Google Analytics or Mixpanel? Depends on what exactly you plan to build. If you want to build a news app, go with Google Analytics — it enables you to track page views and the best performing content (there’s a lot of scrolling, so event-based tracking isn’t needed). In case you want to build a shopping app, pick Mixpanel to track events (shopping is all about actions :D) — such as email sending or adding products to the cart.

Intercom is quite different. It works great for direct-to-user in-app communications. With this tool, you can boost visitor engagement, convert leads into customers, support and retain existing ones.

A few main benefits are:

  • If visitors have questions to ask, you can always consult them.
  • If visitors didn’t come back within 30 days, Intercom sends retention messages to them.

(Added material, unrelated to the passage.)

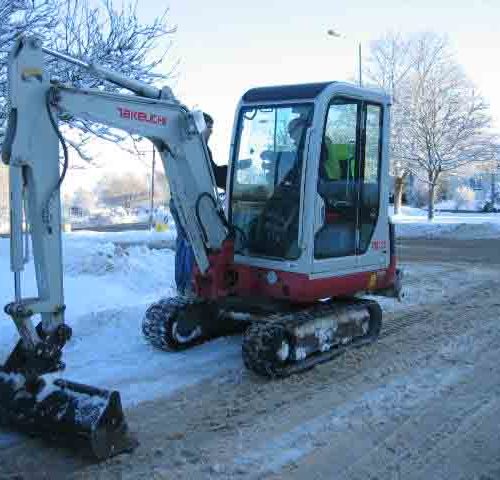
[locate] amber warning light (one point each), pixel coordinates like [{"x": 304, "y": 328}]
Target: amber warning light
[{"x": 142, "y": 116}]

Once you install the Intercom Messenger, your visitors can easily contact you in real-time

Instead of wrapping up

We’re all busy guys, so here’s a (very) short version of the entire article:

  1. Come up with keyword ideas to gauge the demand. Keyword Planner and Google Trends are for your use.
  2. Monitor what competitors do on social media and shape your content strategy accordingly. With SocialBakers, you can easily find out what’s on top.
  3. Measure how your landing page is performing. For that, try a mix of Intercom+Mixpanel or Intercom+Google Analytics for that (the latter option depends on the type of your future product).